Комментаторы не преминули отметить параллель между возобновленной дискуссией по поводу Sonderweg и «спором Фишера», развернувшимся двадцать лет назад, что указывает на степень нагруженности немецкой истории моральными смыслами. В 1961 году гамбургский историк Фриц Фишер опубликовал книгу, где рассматривались цели Германии в Первой мировой войне [Fischer 1961; 1967]. Две особенности книги сделали ее своеобразным символическим рубежом. Во-первых, Фишер выявил линии преемственности между целями, которые преследовала Германия в двух мировых войнах. Во-вторых, он уделил значительное внимание изучению роли, которую играли экономические интересы в империи Вильгельма, и общему контексту экономической и социальной нестабильности, существовавшему в Германии накануне войны. Оба момента в 1961 году звучали совершенно непривычно, и непреходящая актуальность развернувшейся вокруг них дискуссии связана с враждебностью, с какой столкнулся Фишер и его относительно небольшое число сторонников, как со стороны тогдашнего христианско-демократического правительства, так и научного истеблишмента — Zunft [150]

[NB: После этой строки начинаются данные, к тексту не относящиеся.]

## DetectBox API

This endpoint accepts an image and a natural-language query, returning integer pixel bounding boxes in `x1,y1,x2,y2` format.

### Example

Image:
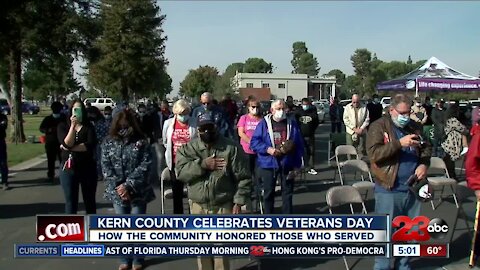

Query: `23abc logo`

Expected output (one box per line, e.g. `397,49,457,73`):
392,216,449,242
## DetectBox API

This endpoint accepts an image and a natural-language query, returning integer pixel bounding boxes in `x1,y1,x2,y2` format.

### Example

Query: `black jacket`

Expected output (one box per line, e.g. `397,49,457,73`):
295,107,319,137
0,114,7,140
40,114,67,144
366,103,383,124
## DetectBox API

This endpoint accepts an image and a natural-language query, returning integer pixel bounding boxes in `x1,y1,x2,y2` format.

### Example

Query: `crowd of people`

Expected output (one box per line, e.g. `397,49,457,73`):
0,91,479,270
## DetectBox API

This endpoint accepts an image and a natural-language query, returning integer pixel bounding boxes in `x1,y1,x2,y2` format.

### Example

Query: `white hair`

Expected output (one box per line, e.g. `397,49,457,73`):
270,99,285,109
172,99,191,115
201,92,212,99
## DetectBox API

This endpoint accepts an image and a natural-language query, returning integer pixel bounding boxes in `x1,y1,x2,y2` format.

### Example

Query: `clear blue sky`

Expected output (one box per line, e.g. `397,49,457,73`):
158,1,479,95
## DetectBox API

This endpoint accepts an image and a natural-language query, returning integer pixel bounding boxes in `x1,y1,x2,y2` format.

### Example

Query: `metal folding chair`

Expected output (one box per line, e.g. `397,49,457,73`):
333,145,359,183
450,181,474,242
339,159,375,206
328,132,347,167
160,167,170,214
427,157,459,210
326,186,367,270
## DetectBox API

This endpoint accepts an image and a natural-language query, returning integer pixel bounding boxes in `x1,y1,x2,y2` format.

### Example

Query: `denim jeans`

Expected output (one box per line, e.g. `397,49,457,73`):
257,167,294,214
113,202,147,266
303,136,315,170
374,191,421,270
59,165,97,214
45,142,61,179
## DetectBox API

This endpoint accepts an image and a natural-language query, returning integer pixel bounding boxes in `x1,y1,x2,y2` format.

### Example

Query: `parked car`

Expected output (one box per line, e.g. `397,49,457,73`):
0,99,10,115
469,99,480,108
340,99,352,108
380,97,391,109
22,102,40,115
84,98,116,111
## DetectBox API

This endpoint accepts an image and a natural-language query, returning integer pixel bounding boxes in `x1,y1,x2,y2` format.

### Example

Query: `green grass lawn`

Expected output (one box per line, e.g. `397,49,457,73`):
7,107,51,167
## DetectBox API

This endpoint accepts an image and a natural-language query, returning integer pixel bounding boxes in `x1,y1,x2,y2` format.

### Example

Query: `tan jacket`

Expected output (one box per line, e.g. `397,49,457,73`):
410,105,427,124
343,103,370,135
366,116,431,190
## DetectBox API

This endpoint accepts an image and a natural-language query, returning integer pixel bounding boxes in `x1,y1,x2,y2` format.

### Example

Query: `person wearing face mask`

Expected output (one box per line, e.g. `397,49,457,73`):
410,97,428,125
343,94,370,159
102,109,154,270
162,99,196,214
136,104,156,144
366,94,383,125
432,99,447,157
192,92,230,138
295,98,319,175
366,94,432,270
237,98,262,210
57,100,97,214
250,99,305,214
176,113,251,270
40,101,67,183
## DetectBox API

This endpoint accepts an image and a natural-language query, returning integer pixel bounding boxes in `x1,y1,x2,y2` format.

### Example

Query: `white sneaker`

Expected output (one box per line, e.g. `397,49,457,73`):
460,147,469,156
164,189,173,199
308,169,318,175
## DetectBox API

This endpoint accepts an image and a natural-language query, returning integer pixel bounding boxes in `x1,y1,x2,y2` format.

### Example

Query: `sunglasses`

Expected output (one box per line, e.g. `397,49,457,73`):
250,106,259,108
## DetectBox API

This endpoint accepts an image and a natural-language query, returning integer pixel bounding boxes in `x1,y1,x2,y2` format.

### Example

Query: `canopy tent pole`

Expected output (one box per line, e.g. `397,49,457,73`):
415,78,419,97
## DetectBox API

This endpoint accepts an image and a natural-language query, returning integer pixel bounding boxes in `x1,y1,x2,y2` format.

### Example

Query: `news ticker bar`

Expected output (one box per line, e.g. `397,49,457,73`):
393,244,449,258
36,215,390,243
15,244,389,258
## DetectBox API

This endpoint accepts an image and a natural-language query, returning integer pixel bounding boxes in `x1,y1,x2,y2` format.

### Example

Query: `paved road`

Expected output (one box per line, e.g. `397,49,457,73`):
0,122,478,270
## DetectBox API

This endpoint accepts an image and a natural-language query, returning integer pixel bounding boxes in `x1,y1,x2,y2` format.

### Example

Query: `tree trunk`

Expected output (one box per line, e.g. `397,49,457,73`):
9,48,25,143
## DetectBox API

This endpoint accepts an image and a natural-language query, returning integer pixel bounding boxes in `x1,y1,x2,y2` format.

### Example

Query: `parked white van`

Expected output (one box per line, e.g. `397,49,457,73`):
84,98,116,110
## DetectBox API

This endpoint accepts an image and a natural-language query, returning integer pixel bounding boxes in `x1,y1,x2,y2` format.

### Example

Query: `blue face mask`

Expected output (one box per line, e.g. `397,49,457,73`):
393,114,410,128
302,105,309,111
177,115,190,123
52,113,61,119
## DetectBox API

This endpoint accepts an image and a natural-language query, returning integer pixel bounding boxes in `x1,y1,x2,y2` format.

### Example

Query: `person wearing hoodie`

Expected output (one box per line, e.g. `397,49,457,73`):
250,99,305,214
296,98,319,175
40,101,68,183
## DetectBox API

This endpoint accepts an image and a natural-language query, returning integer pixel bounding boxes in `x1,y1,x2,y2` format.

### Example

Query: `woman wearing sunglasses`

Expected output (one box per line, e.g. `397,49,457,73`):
237,98,262,211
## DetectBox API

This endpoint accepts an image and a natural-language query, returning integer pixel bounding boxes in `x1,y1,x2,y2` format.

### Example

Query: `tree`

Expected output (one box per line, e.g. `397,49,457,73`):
179,66,219,98
350,49,373,96
243,58,273,73
224,62,245,77
23,54,79,101
0,1,79,143
326,69,346,87
291,41,319,75
89,0,168,101
344,75,362,96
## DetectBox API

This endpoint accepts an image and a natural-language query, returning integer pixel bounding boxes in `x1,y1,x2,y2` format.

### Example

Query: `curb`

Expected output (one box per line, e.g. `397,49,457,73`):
10,154,47,172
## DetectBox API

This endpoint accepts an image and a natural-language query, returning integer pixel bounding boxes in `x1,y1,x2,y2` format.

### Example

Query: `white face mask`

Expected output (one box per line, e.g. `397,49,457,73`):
249,107,258,115
273,109,286,121
416,103,422,107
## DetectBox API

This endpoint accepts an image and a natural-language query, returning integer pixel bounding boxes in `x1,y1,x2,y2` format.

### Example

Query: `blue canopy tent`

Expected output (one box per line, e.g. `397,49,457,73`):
377,56,480,97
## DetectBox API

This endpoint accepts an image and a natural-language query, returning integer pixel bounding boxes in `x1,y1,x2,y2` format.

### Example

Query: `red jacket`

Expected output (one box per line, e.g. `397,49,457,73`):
466,133,480,190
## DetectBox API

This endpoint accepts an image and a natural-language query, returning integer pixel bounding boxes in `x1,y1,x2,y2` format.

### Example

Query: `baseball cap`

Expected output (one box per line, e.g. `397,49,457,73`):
198,112,215,127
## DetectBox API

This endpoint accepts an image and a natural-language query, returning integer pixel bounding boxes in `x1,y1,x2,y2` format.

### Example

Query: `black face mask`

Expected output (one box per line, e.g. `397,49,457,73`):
199,131,217,144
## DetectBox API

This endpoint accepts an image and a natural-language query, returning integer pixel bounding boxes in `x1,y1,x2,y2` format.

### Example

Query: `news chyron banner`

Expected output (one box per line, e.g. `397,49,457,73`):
16,215,389,258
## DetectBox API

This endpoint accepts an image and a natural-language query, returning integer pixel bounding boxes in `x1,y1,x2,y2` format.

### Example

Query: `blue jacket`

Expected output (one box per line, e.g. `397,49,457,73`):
250,115,305,171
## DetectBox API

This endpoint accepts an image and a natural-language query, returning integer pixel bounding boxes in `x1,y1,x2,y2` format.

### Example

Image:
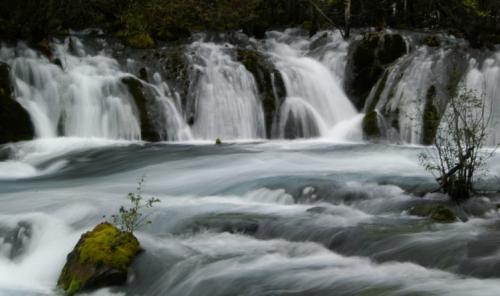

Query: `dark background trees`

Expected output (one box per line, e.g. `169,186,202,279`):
0,0,498,47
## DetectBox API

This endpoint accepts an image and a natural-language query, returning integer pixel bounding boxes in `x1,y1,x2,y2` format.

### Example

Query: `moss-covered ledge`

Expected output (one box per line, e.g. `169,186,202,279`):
57,223,141,295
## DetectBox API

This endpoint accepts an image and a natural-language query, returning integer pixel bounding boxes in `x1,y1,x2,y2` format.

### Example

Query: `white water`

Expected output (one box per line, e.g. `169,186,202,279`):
464,51,500,146
0,140,500,295
1,39,141,140
187,41,266,140
367,44,453,143
266,30,360,140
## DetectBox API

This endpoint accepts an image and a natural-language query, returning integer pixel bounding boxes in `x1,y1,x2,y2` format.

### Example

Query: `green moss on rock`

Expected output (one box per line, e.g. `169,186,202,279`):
362,110,381,140
58,223,141,295
430,206,457,223
408,203,457,223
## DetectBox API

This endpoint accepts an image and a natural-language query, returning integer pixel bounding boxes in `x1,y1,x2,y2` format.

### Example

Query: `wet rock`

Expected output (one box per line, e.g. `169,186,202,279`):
346,32,408,111
422,85,440,145
0,221,32,259
57,223,141,295
235,48,286,138
121,77,161,141
362,110,381,140
306,207,328,214
0,62,34,144
430,206,457,223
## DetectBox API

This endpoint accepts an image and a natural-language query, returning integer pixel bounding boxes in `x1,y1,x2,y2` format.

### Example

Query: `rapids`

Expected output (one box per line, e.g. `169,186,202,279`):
0,140,499,296
1,29,500,296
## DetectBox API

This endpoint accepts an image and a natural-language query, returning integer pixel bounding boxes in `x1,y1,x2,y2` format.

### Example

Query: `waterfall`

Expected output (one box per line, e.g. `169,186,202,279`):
365,40,465,144
187,41,266,140
1,39,142,140
463,51,500,146
266,30,360,140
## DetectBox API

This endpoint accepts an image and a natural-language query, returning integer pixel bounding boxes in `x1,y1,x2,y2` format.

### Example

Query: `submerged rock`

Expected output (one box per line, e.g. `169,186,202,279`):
0,62,34,144
408,203,457,223
430,206,457,223
57,223,141,295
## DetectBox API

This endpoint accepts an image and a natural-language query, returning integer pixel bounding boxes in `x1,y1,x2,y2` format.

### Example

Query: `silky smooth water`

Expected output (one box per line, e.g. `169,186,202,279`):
0,139,499,296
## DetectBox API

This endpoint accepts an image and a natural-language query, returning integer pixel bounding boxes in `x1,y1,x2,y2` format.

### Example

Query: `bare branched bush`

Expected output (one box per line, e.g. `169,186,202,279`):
419,89,495,201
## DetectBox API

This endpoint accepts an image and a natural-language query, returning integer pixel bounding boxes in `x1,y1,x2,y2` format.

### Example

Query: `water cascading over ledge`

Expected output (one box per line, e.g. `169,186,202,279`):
186,41,266,140
266,30,360,140
1,31,364,143
1,39,142,140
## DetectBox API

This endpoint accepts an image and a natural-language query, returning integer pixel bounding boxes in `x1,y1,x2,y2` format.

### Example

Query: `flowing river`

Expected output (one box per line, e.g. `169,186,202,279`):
1,29,500,296
0,139,500,296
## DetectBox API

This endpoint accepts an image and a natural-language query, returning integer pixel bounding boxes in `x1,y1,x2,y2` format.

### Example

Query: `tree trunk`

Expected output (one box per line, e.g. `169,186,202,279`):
344,0,351,39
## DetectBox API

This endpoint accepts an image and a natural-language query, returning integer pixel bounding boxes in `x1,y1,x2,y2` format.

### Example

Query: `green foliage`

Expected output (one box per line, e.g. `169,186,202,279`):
419,88,495,201
126,33,154,49
111,177,160,233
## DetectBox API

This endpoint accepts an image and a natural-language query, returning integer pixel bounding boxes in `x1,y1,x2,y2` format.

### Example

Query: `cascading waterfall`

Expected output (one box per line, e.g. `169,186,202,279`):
1,39,142,140
187,41,266,140
148,72,193,141
464,51,500,146
266,30,360,140
365,40,465,144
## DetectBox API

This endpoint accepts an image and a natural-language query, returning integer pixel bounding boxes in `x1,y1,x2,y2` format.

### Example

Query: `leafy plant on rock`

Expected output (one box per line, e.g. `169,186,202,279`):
110,177,160,233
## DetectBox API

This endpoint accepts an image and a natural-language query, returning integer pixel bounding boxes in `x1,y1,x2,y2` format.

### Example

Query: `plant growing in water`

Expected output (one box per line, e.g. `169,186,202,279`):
419,88,496,202
110,177,160,233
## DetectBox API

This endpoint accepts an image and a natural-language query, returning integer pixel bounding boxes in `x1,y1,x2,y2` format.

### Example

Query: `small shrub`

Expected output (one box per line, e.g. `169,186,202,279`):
110,177,160,233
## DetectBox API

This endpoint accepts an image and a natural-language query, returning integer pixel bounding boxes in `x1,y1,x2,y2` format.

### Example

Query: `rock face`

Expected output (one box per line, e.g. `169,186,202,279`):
57,223,141,295
362,110,381,141
346,32,407,111
121,77,161,141
0,62,34,144
235,48,287,138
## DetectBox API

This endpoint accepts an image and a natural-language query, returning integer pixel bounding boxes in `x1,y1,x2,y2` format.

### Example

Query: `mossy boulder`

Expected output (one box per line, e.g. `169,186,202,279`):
408,203,457,223
58,223,141,295
0,62,34,144
346,32,408,110
121,77,160,141
430,206,457,223
362,110,381,140
235,48,286,138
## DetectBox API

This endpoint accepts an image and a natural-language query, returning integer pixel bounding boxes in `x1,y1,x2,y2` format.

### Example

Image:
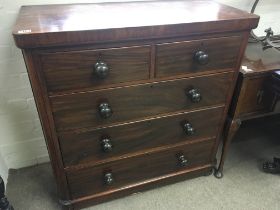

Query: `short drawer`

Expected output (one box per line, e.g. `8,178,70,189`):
66,139,214,199
51,72,233,132
60,106,224,167
235,75,274,116
156,36,242,78
39,46,150,93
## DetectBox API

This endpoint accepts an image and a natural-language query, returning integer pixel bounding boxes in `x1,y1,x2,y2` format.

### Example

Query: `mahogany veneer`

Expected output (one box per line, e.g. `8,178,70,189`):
51,72,233,132
67,139,215,199
40,46,151,93
13,1,258,209
60,106,224,167
156,36,242,77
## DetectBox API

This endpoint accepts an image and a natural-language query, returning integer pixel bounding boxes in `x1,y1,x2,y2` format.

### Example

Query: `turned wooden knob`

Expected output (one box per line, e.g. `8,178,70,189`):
104,172,114,185
182,121,195,136
95,61,109,78
187,88,201,103
178,155,188,166
98,102,113,119
101,138,113,152
194,51,209,65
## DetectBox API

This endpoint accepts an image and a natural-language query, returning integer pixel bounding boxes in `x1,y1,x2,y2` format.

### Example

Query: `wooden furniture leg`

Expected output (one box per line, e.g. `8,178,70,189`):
214,118,242,178
0,176,14,210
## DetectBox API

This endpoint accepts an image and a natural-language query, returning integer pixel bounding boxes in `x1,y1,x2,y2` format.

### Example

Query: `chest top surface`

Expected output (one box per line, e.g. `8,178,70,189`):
13,0,259,48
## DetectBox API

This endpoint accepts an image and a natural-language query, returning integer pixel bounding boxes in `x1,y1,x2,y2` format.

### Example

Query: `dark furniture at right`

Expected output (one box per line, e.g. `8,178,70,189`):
215,43,280,178
0,176,13,210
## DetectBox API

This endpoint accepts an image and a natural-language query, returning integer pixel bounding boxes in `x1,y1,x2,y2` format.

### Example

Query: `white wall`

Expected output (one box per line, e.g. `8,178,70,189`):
217,0,280,36
0,0,279,170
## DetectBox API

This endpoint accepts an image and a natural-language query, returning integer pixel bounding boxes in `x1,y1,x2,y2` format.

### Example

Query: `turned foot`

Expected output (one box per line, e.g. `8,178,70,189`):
214,168,223,179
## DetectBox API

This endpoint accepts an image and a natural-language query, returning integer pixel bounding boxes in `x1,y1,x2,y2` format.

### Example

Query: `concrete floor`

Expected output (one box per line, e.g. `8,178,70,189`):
6,115,280,210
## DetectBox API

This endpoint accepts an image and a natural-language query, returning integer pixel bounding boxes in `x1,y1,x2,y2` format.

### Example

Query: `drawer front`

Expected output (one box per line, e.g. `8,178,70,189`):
51,72,233,132
67,139,214,199
237,75,274,116
156,36,242,78
60,106,224,167
40,46,150,93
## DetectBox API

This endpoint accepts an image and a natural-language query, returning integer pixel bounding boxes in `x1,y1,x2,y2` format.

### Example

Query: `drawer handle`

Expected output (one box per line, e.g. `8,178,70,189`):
178,155,188,167
194,51,209,65
257,90,264,104
104,172,114,185
98,102,113,119
182,121,195,135
187,88,201,103
101,138,113,152
95,61,109,78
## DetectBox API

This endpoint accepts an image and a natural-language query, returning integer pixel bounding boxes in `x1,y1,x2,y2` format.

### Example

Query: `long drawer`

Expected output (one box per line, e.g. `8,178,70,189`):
39,46,151,93
60,106,224,167
51,72,233,132
66,139,215,199
156,36,242,78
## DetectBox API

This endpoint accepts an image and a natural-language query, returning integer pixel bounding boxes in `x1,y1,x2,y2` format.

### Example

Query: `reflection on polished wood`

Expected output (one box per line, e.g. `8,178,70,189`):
13,1,259,209
12,0,259,48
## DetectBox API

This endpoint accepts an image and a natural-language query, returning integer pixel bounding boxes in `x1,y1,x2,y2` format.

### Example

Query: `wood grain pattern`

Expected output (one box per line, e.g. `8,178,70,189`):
229,43,280,120
66,139,215,199
51,72,233,132
156,36,242,77
236,75,273,116
59,106,224,167
12,1,259,208
40,46,150,93
215,42,280,178
71,165,212,209
22,51,72,201
209,32,250,174
12,1,259,48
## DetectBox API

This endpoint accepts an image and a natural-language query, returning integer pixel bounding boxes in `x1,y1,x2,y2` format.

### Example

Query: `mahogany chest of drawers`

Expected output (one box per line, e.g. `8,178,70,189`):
12,1,259,209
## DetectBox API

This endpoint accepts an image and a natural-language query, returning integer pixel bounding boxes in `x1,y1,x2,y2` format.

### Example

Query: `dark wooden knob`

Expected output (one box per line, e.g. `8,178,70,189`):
104,173,114,185
194,51,209,65
101,138,113,152
178,155,188,166
182,121,195,135
98,102,112,119
187,88,201,103
95,61,109,78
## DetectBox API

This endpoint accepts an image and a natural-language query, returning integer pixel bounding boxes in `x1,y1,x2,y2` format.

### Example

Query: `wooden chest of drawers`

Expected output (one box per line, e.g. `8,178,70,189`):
13,1,259,209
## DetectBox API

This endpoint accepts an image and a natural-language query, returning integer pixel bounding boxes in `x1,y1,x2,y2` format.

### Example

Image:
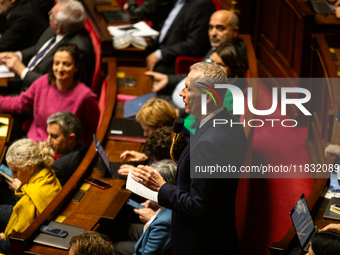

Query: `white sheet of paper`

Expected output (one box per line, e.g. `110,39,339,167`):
108,21,159,37
0,65,15,78
126,169,158,202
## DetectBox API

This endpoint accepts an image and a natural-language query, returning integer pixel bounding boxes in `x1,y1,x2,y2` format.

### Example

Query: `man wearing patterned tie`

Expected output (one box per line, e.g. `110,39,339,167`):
0,0,94,92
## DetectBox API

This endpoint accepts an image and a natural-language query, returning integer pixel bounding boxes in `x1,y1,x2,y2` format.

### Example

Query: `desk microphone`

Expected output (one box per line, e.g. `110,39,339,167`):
170,118,184,164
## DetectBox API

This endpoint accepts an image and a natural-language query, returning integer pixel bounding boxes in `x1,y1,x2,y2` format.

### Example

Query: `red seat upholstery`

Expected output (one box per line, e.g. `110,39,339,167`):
211,0,223,10
97,78,108,131
175,56,203,74
85,19,102,95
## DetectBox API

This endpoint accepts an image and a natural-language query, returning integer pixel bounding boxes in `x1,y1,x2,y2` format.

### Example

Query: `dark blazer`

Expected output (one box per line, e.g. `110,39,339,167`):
0,0,47,52
152,0,215,74
128,0,172,31
158,108,247,255
52,142,88,186
20,27,95,89
134,208,172,255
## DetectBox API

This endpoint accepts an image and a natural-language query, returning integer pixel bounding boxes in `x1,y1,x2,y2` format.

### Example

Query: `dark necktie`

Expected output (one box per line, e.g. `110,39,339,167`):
28,36,56,69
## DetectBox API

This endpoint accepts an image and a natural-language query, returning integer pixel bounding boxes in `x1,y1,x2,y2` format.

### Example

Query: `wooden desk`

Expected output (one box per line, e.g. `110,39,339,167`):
27,172,130,255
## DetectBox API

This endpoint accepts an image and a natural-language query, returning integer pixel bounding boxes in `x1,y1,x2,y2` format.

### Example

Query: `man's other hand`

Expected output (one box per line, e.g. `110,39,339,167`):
325,144,340,158
145,71,169,92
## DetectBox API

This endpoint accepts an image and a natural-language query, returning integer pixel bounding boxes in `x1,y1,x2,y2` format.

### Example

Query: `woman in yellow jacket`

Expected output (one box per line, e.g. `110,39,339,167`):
0,139,61,254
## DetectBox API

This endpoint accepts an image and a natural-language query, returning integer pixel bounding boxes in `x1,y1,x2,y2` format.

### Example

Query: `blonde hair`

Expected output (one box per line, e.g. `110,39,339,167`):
6,139,55,172
136,98,176,128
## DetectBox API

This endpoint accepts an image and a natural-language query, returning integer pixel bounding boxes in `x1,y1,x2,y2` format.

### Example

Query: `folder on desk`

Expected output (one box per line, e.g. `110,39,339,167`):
311,1,335,14
323,197,340,220
123,92,156,119
106,118,144,139
0,117,9,137
34,221,86,250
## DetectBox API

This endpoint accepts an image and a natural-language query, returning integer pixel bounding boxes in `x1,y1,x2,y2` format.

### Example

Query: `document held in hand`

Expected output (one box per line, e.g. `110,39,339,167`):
126,169,158,202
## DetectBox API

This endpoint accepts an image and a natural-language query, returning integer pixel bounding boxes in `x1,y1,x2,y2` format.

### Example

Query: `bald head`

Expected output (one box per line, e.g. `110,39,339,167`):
208,10,239,48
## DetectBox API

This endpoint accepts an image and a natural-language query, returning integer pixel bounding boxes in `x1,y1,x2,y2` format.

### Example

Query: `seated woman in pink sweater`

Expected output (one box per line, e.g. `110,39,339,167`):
0,44,99,147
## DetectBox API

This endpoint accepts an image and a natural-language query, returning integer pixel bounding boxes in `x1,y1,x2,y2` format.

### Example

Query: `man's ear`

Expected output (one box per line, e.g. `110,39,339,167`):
233,26,239,41
55,25,62,34
68,133,76,145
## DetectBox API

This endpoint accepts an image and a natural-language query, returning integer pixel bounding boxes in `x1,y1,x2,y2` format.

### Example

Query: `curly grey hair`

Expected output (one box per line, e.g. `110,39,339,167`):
6,139,55,172
150,159,177,186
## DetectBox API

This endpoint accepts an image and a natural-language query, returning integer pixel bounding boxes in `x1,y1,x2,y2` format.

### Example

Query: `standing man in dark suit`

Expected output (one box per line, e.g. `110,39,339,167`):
0,0,47,52
0,0,94,92
146,0,216,74
133,62,247,254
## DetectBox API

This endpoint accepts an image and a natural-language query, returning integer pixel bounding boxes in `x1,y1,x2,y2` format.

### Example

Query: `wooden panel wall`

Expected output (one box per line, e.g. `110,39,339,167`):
254,0,314,78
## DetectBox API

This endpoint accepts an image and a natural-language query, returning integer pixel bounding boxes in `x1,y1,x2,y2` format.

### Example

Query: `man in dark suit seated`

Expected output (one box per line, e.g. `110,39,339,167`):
132,62,248,254
46,111,88,186
146,10,247,97
0,0,94,92
145,0,216,74
0,0,48,52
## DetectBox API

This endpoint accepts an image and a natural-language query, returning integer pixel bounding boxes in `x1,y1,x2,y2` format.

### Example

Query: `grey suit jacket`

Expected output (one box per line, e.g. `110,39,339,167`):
20,27,95,89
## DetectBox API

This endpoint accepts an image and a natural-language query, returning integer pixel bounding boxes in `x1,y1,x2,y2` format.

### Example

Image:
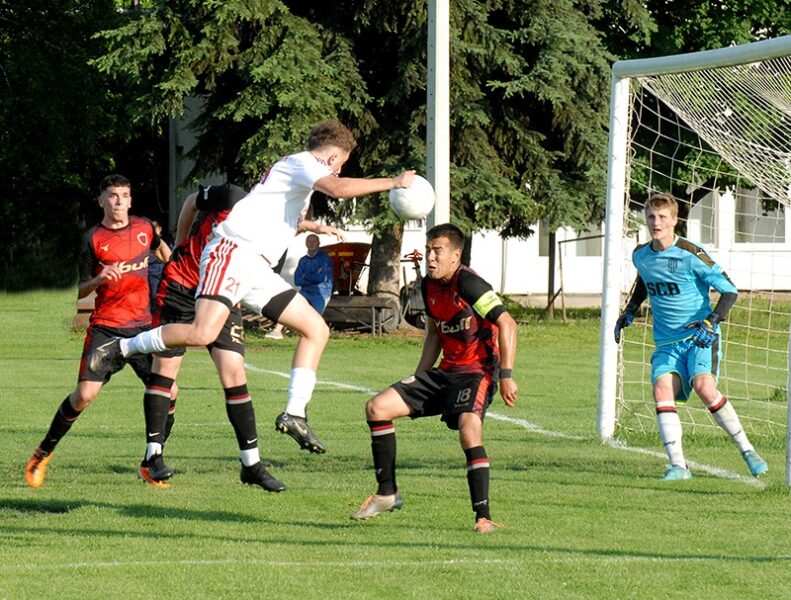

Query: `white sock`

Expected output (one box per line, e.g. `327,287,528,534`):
285,367,317,418
240,447,260,467
120,327,167,357
145,442,162,461
657,408,686,467
709,396,753,453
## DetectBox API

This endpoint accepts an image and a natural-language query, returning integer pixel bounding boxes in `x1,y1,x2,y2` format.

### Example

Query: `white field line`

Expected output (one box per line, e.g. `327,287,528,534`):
245,364,765,487
3,554,789,573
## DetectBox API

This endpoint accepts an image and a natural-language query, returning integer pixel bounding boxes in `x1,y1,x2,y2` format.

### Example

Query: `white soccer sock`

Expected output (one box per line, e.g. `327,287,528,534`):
657,409,686,467
285,367,317,419
709,396,753,453
120,327,167,357
240,447,260,467
145,442,162,460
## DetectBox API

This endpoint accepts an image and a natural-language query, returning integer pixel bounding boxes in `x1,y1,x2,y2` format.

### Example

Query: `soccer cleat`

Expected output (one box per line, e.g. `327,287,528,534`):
264,329,284,340
742,450,768,477
275,412,326,454
350,493,404,520
25,448,53,488
240,461,286,492
87,337,124,373
473,518,503,534
137,454,174,489
662,465,692,481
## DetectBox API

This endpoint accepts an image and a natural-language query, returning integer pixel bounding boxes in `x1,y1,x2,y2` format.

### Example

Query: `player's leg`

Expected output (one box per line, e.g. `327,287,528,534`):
135,353,181,488
650,343,691,480
653,373,691,480
26,326,120,488
691,357,768,477
269,291,330,453
452,373,500,533
350,387,412,520
210,314,285,492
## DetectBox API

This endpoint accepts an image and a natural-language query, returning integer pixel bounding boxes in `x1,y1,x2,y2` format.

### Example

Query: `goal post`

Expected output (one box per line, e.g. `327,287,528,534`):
598,36,791,486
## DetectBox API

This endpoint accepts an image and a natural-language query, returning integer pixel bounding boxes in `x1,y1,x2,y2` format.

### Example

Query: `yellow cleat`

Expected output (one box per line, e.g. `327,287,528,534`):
25,448,53,489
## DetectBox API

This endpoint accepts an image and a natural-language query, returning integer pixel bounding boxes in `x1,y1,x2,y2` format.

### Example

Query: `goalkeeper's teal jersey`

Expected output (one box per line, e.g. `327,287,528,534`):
632,236,737,346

Действительно, политические и методологические проблемы, затронутые Фишером, всегда были тесно переплетены. Zunft-историки, такие как Герхард Риттер, представляли вдвойне консервативные традиции немецкого историзма XIX века. Как исследователи они подчеркивали необходимость интуитивного и «понимающего» (verstehend) проникновения в индивидуальное сознание для выявления намерений и мотивов исторических деятелей. С точки зрения политики такой «понимающе» — герменевтический подход легко подводил к заключению, будто то, что есть, и должно быть. Все понять совсем не обязательно означает все простить, но нередко кажется именно так. Более того, по своей природе историзм был враждебен компаративным исследованиям и приложению к исторической «реальности» аналитических теорий, взятых из социальных наук [151]Поэтому Герхард Риттер с возмущением отрицал возможность сравнения Бетман-Гольвега и Гитлера, немецкой внешней политики до 1914 года и в 1930 ‐ е, имперской Германии Бисмарка и гитлеровского Третьего рейха. Историзм в той же мере демонстрировал антипатию к а нонимным силам, выявлением которых занималась экономическая и социальная история. Отсюда сочетание политической и методологической неприязни, натолкнувшее некоторых на мысль, что Фрицу Фишеру стоит перебраться в ГДР.